Translation according to P. W. Joyce:
Gortacoosan in Roscommon, and Gortacoosaun in Galway; Gort-a'-chuasáin, enclosed tillage-field ofthe little cuas or cave. See Gortachoosh [reproduced below].
Gortachoosh in Leitrim; of the cave. See Cuas, vol. i. p. 437 [reproduced below].
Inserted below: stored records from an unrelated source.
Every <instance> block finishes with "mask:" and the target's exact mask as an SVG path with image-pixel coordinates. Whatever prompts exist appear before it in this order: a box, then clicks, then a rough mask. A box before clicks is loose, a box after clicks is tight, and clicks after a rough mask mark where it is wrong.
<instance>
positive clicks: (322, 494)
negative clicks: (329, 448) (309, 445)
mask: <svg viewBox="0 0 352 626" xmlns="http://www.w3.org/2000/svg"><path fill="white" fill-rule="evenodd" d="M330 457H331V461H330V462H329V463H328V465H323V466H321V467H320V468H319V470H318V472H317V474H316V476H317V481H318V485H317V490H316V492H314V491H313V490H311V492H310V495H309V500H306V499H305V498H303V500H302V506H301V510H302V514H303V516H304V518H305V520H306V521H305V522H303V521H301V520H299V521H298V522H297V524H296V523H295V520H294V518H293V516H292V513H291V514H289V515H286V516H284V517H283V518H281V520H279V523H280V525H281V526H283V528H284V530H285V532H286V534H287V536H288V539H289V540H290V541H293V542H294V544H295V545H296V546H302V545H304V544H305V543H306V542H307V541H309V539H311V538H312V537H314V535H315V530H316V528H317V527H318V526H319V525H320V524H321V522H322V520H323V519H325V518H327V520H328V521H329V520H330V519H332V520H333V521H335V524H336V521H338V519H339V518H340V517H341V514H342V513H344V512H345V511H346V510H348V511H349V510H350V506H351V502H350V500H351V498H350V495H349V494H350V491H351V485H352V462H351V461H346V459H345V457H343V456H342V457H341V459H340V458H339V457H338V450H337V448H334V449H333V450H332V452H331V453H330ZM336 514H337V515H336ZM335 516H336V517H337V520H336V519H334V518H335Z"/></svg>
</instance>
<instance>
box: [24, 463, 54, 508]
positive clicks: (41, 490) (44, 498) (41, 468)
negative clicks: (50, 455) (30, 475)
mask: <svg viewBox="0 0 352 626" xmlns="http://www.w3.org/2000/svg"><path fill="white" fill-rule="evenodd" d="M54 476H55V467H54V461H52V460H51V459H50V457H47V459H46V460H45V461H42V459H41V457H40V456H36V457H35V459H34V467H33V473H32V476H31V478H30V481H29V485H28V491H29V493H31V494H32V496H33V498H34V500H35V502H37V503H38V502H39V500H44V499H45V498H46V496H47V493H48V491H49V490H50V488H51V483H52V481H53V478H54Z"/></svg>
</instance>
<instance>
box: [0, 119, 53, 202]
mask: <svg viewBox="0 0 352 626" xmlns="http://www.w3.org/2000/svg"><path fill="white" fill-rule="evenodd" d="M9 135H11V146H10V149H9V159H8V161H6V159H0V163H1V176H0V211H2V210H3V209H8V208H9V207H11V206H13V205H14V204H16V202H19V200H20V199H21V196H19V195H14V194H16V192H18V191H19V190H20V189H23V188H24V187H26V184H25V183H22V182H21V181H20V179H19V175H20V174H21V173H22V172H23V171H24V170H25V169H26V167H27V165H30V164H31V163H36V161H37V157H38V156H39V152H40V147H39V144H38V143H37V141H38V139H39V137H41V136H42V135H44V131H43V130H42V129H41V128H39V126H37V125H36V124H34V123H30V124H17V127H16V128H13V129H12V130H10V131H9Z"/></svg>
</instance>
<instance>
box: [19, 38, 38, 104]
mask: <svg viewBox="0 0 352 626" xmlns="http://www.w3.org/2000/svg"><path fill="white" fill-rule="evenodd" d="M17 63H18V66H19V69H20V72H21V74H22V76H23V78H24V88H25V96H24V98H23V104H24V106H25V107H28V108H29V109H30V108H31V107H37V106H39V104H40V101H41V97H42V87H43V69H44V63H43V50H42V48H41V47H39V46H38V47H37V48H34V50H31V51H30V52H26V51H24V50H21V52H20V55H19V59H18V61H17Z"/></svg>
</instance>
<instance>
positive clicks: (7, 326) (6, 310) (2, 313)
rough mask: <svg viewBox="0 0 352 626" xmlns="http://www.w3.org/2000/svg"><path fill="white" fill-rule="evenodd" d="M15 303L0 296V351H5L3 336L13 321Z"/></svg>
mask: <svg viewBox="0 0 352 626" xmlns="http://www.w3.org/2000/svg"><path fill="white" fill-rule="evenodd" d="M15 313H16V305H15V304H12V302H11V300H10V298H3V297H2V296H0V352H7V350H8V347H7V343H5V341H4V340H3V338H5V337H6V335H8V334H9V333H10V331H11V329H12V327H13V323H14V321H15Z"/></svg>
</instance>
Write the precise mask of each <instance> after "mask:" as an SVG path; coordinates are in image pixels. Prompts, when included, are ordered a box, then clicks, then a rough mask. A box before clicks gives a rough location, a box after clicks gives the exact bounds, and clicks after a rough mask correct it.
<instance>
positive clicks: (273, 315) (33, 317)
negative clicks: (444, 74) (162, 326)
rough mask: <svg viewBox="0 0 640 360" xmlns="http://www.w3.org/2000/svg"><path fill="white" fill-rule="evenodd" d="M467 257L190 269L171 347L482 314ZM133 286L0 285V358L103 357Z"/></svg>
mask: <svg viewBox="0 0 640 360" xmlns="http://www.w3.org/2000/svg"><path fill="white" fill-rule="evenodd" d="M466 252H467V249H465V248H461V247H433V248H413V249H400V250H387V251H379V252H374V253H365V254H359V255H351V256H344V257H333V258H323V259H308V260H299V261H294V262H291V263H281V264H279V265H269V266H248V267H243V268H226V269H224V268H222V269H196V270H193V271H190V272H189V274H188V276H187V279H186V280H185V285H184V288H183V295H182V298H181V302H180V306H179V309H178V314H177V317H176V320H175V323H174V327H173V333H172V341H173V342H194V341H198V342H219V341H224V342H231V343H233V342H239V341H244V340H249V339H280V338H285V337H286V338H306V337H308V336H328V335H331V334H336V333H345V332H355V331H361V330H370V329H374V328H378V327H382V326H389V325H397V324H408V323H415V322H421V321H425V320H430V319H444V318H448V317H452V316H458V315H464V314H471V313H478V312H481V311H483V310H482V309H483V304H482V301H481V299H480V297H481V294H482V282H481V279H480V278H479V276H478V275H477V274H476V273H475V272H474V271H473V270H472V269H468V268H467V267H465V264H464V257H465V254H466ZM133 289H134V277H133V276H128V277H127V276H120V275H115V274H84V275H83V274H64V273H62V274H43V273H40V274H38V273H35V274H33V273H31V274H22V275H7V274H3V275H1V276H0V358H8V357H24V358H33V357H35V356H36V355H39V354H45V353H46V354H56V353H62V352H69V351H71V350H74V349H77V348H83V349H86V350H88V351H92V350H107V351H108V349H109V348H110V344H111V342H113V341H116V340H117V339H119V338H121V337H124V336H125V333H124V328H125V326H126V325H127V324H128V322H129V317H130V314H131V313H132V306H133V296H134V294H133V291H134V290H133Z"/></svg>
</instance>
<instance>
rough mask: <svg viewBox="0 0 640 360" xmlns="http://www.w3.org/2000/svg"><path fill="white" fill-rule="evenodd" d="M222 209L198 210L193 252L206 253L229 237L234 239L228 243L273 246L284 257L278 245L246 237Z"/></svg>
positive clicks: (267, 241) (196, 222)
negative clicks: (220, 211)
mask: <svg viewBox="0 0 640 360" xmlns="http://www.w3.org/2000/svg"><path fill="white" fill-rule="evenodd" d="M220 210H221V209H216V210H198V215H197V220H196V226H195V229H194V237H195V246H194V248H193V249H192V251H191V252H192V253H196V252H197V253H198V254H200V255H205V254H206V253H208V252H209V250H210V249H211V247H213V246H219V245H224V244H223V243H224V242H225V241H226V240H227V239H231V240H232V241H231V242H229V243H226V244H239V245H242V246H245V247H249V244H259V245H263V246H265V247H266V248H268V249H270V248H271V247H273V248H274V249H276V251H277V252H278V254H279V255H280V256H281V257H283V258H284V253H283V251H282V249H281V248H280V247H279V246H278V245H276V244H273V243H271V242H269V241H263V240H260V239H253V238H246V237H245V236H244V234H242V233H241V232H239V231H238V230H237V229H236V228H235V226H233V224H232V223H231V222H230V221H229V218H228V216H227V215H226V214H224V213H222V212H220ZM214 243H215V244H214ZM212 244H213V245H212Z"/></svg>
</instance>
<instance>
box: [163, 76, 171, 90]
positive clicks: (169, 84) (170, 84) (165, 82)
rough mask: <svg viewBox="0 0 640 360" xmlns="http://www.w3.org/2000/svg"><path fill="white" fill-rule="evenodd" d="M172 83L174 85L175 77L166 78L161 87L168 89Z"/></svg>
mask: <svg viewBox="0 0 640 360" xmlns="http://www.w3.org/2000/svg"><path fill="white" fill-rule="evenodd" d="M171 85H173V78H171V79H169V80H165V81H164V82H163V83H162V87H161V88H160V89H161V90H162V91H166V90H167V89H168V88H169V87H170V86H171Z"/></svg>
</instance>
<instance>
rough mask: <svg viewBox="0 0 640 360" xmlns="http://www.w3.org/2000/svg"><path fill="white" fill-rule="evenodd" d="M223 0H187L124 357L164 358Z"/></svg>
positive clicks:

Cuas is another term for a cave, which has also given names to a considerable number of places; Coos and Coose are the names of some townlands in Down, Monaghan, and Galway; there is a remarkable cavern near Cong called Cooslughoga, the cave of mice; and it is very likely that Cozies in the parish of Billy, Antrim, is merely the English plural of Cuas, meaning "caves." Clooncoose, Clooncose, Cloncose, and Cloncouse, are the names of fourteen townlands spread over the four provinces; the Irish form is Cluain-cuas (Four Masters), the meadow of the caves. Sometimes the c is changed to h by aspiration, as in Corrahoash in Cavan, the round-hill of the cave; and often we find it eclipsed by g (p. 22), as in Drumgoose and Drumgose, the names of some places in Armagh, Tyrone, and Monaghan, which represent the Irish Druim-gcuas, cave ridge. There are several places called Coosan, Coosane, Coosaun, and Coosheen, all signifying little cave. Round the coasts of Cork and Kerry, and perhaps in other counties, cuas or coos is applied to a small sea inlet or cove, and in these places the word must be interpreted accordingly.